Got business problems or challenges at work? With his Two Cents page, Loaay Ahmed shares his expertise in strategic management consulting to help managers, employees and entrepreneurs thrive.
Q: My title is Sales Vice President and it’s not helping me get appointments or stand out with prospects. What can I suggest to HR to make it easier for me to achieve my targets?
Hiring is based on needs. If a business requires a senior technician, then a senior technician position becomes open and a senior technician is hired; simple and straightforward. As a customer you would be pleased to see a senior technician showing up at your door than just a technician because you believe you’re sent an expert who has the ability to solve your problem and that makes you feel better. But what if the company sent you an engineer instead? Now, you’re more delighted by the attention you’re receiving; and the title of an engineer sounds a lot better and much more experienced than a senior technician, doesn’t it? If you were to choose between three maintenance companies you’re most likely to choose the one with the engineer should their offerings be similar simply because the title works better for you.
In the process of most organizational structuring exercises, the impact of any given title on the customer and its effect on revenue is not considered deep enough. The answer to your problem is not to change to Business Development Director because it’s not exciting to customers. Also, Sales Consultant makes many prospects wary and not trusting. There should be clear difference between internal roles and their external titles for front desk staff. Any employee facing customers should be given a title that works for the customer, not the company. Now, let’s say you were selling network solutions; a title like IT Productivity Expert is far more interesting to prospects than Sales VP. How HR sorts this out is not the issue. What matters is making it easier to generate revenue, not harder…and that’s just my two cents.
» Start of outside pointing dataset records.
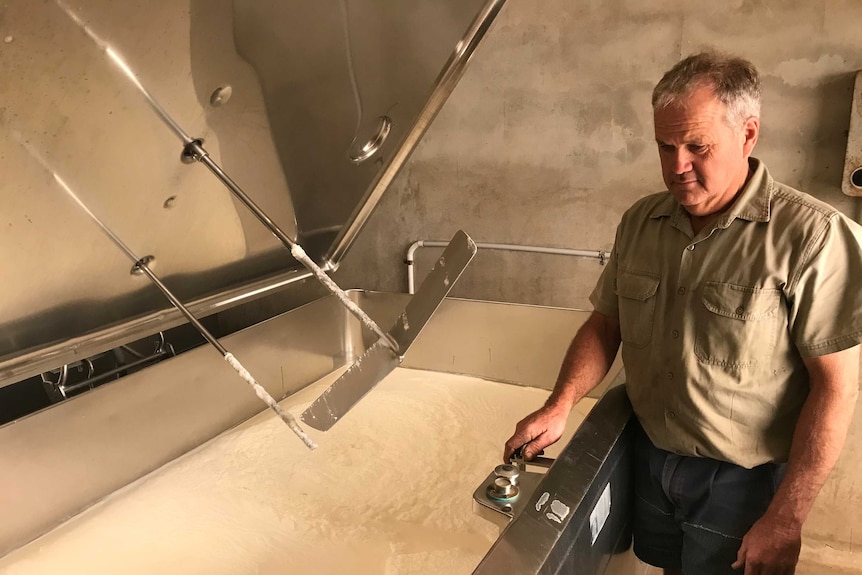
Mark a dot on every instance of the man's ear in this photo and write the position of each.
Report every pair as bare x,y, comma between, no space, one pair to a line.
750,131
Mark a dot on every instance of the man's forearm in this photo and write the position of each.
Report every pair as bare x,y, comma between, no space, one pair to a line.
587,360
818,438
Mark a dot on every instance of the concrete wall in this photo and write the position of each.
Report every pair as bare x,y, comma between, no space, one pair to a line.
548,138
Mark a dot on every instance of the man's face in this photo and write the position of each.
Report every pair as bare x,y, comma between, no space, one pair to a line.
704,161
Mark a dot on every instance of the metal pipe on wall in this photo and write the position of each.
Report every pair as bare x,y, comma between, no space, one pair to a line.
410,260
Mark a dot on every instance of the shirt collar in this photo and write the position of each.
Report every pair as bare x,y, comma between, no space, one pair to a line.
753,204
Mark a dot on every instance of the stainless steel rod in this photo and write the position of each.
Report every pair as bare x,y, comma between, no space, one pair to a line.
141,265
196,151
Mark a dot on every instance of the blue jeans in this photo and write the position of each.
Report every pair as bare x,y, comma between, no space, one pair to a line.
691,513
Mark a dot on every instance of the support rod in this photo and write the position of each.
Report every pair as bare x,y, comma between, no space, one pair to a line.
410,259
195,151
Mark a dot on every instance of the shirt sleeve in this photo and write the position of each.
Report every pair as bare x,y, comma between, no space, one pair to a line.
604,296
826,307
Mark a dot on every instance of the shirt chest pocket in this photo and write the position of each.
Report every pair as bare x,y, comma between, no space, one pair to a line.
737,326
636,295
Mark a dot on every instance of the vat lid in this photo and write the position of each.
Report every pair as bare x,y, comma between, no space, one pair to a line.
310,107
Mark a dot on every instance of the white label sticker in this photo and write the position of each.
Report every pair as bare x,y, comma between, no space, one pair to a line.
560,509
542,500
600,514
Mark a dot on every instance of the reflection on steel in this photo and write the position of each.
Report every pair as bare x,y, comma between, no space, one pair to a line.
127,71
266,83
182,403
193,148
550,529
141,265
377,362
196,151
371,147
444,84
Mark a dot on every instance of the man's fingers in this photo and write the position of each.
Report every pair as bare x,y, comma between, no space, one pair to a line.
740,558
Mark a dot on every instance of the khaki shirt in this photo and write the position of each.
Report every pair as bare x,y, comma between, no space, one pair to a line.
715,325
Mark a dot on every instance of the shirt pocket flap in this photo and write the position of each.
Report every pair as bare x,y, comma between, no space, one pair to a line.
634,285
741,302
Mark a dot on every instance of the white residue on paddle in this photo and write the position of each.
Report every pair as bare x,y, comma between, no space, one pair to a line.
268,399
301,256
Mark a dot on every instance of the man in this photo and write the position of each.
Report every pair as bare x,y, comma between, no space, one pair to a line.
736,302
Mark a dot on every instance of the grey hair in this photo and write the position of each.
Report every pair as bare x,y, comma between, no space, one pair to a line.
735,82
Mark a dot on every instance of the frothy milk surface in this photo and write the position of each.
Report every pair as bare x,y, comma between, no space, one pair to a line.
388,491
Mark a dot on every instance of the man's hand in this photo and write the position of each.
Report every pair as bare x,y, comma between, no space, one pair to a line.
771,547
539,429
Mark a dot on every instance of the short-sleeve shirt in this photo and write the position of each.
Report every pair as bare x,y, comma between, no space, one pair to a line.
715,325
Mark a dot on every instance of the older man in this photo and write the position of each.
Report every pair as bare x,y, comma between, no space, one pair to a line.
736,301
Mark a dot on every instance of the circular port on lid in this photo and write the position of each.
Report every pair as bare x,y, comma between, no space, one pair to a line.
360,152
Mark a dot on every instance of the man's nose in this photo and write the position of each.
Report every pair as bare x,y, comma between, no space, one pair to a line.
681,162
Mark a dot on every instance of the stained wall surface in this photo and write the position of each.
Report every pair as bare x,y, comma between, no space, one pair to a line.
548,138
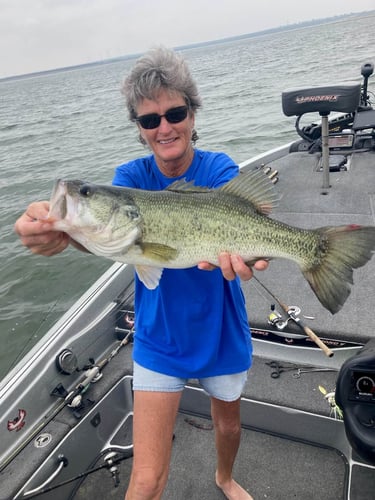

Q: Our process to open an account for a new customer takes about 45 minutes. Many customers complain about how long it takes. We can’t shorten the steps involved but if we announce it upfront we might lose customers. How can we fix that?
When you go to a restaurant to order a pizza you expect it to be ready within 15 minutes, more or less. However, when you go to a pizzeria with an authentic pizza oven, your pizza is ready in three minutes (if they don’t have other orders of course), and that includes rolling the dough, putting the ingredients together and baking it in the wood-fired oven. Makes you want to have a pizza now doesn’t it? Go to a real pizzeria. It’s better and faster. Both restaurants have set up their kitchens to prepare and sell pizzas. Both want to be efficient and seek operational consistency. Both care about hygiene and health and safety regulations. Both succeeded in setting expectations. Both have warm, friendly and charming Italian waiters. Yet, only one of them offers a delightful customer experience.
If a company can’t meet the ideal operational setup that works best for customers, communication is key here. After fifteen minutes the customer has already invested time into the process and will hesitate to walk away. This would be a good time to walk them through the remaining steps, how long they may take, and, more importantly, what they are for. Explaining the reasons why increases customers’ understanding of the brand; it makes them feel respected and as a consequence more patient and flexible customers. Sure, you might have a negative reaction regardless, but that will be the exception. You can always surprise them with an added value at the end of the enrolment process to uplift the mood of the initial experience…and that’s just my two cents.
Q: The owner of our company is a good person but he likes to make all the decisions, which is causing delays and frustrations among staff. What’s the best way to make him more trusting and aware of the issues his style is causing?
We can easily list all problems associated with centralized management but that won’t add much to your situation. You’re experiencing it on a daily basis. However, what’s much needed here is to better understand how most business owners think and work and what’s important to them. By doing so, you can talk to them in a tone they see important and that makes you more valuable to them. Once that’s achieved, you will see a gradual change in their behavior with you. They will become more trusting, more open to your feedback, more delegating and, before you know it, less centralized. Change is difficult. As human beings we are slaves to patterns. Therefore, you need to be realistic about seeing the new and improved Business Owner 2.0 version.
Most business owners appreciate being action-oriented managers because they can see immediate change at work. Being commercially focused is by far the best quality a manager can possess. Know where the money comes from and act accordingly. While some business owners know their issues, many don’t; which means they lack the ability to analyze their own performance and be honest enough to admit shortcomings and identify areas of much needed improvement. With that glitch in mind, be sensitive to ego vs. desire to improve. They can easily get defensive – and sometimes offensive – when it comes to criticizing their ideas and challenging their decisions. This of course is an ongoing process. Things will get better with time. Hopefully, version 2.2 has less bugs…and that’s just my two cents.